Scienza e ecoattivismo: un rapporto inevitabile

 

da Laser: http://www.e-laser.org/new/news.asp?idNews=546

Esistono ancora frazioni estreme dell'ambientalismo? A cosa servono o a cosa sono servite le loro azioni? In Italia di questi argomenti se ne parla raramente. Non è così dove si produce ricerca, vale a dire in Paesi come Usa e Gran Bretagna, dove la presenza degli ecologisti radicali è così forte che anche gli ambienti più consolidati sono costretti a fare i conti con la loro presenza. In Inghilterra per esempio, grazie a un forte dibattito sull'uso degli animali da laboratorio, sono state introdotte leggi per la limitazione delle cavie, e sono stati incentivati metodi di sperimentazione alternativi. Si trattava di un argomento che ormai faceva parte del dibattito pubblico, e la necessità di frenare stragi inutili nei laboratori sembrava ormai un obbligo morale. Però ha avuto un effetto positivo, tanto che poi i principi della legge inglese sono stati presi in esame anche all'interno dell'Unione Europea.
La relazione tra movimenti di opinione e scienza è sempre stata difficile. I primi ritengono di aver diritto a esprimere il loro parere su un sapere perché poi le applicazioni avranno inevitabilmente  un impatto sul sociale, e non sempre è positivo. Anche il mondo degli scienziati però ritiene di aver un dirito: in quanto esperti, pensano di dover agire liberamente, come se non facessero parte della società che li ha prodotti, come se la scelta che porta a seguire alcune linee di ricerche che stanno effettuando, quelle e non altre, non dipendesse molto spesso da scelte che con la scienza hanno poco a che fare. Prova ne è che una buona parte della ricerca è finanziata dalle aziende e i risultati vengono istantaneamente posti sotto la tutela del brevetto.
Evidentemente però la necessità di un rapporto più stretto e di un confronto continui tra i due mondi, sta prendendo piede.
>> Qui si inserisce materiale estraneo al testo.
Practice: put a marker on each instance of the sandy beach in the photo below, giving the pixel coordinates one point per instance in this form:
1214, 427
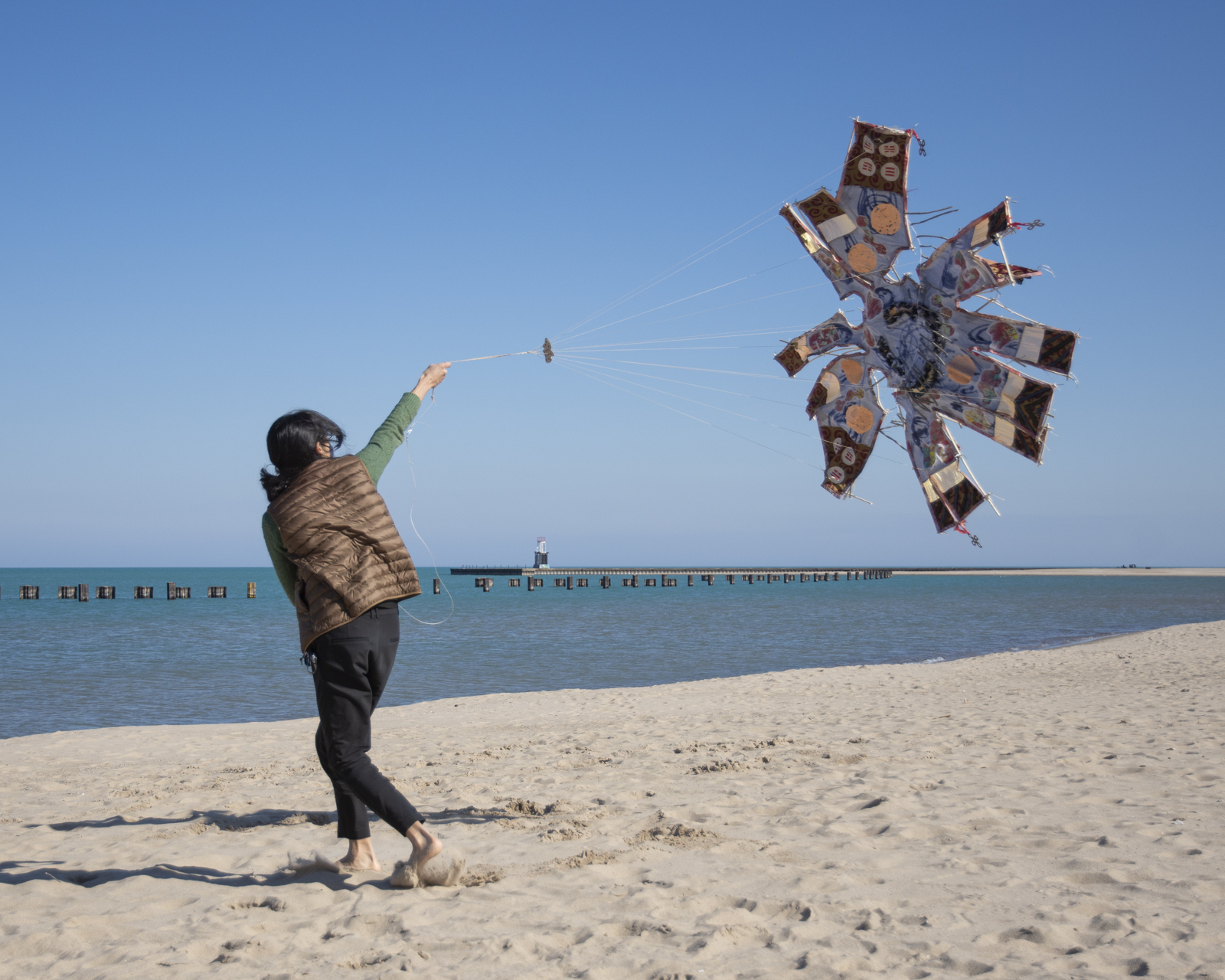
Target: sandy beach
1053, 812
Nel numero di Nature del 5 ottobre per esempio, è stato pubblicato un editoriale dedicato alle azoni distruttive che vengono di tanto in tanto messe in atto contro i laboratori di ricerca, richiamo di un ampio articolo, pubblicato sempre nello tesso numero, che fa il punto su quanto è stato compiuto dall'Earth liberation front americano. Quello che ne emerge non è una facile condanna, ma una presa in esame delle conseguenze a livello pubblico, e della necessità di tenerne conto per garantire un dialogo democratico.
L'articolo analizza i moventi degli eco attivisti. Li descrive come romantici, idealisti, egocentrici. Ma da risalto e spazio alle ragioni delle loro idee. Una cosa non da poco in un mondo in cui cancellare e far morire qualcosa è facilissimo: basta non darne mai risalto sulla stampa.Eart liberation front viene accusato di gratuità di alcune azioni, come i danneggiamenti a laboratori di ecologia terestre o biodiversità, che, nonostante le accuse, conservavano in realtà importanti data base. Ma vengono riportati i pensieri di William Rodgers, che prima del suicidio in prigione, in una lettera in cui parla della guerra che l'uomo sta facendo contro la natura, si schiera dalla parte dei leoni e dei pipistrelli, e definisce la sua morte come un "ritorno a casa", alla Terra, alle origini. O un passo del libro di Jeffrey Luers, solo mille copie vendute, che lancia un messaggio chiaro: "non stiamo finendo il nostro tempo. Lo abbiamo già finito".
Forse c'è un bisogno. La necessità di una parte critica che si contrappone all'estremismo della verità assoluta, della scienza al di sopra di tutto. Nell'editoriale le posizioni sono ancora più esplicite: gli ambinetalisti non vanno sottovalutati, neppure quando sono estremisti, neppure, agiungiamo in calce, quando quello che smebra un movimento con alte aspirazioni, rivela nel suo sito la sponsorizzazione di una pubblicità soft porno, che toglie fiato a idee forti e che sarebbe stato bello prendere in considerazione.
L'articolo parla chiaro fin dall'inizio: se non si ripetta il concetto che l'opinione di tutti e valida, compresa quella più oltranzista, la cultura, compresa quella scientifica, può finire in una bara. Le posizioni più forti hano comunque una validità. Anche peché hanno una corrispondenza precisa con un sentire più moderato condiviso da una larga fetta di popolazione, con la quale vanno fatti i conti. E la conclusione è ancora più interessante: gli scienziati dovrebbero cambiare atteggiamento e imparare a mostrare il proprio lavoro in modo più chiaro e comprensibile, accetando anche la parte critica, in modo da permetere una visione più chiara.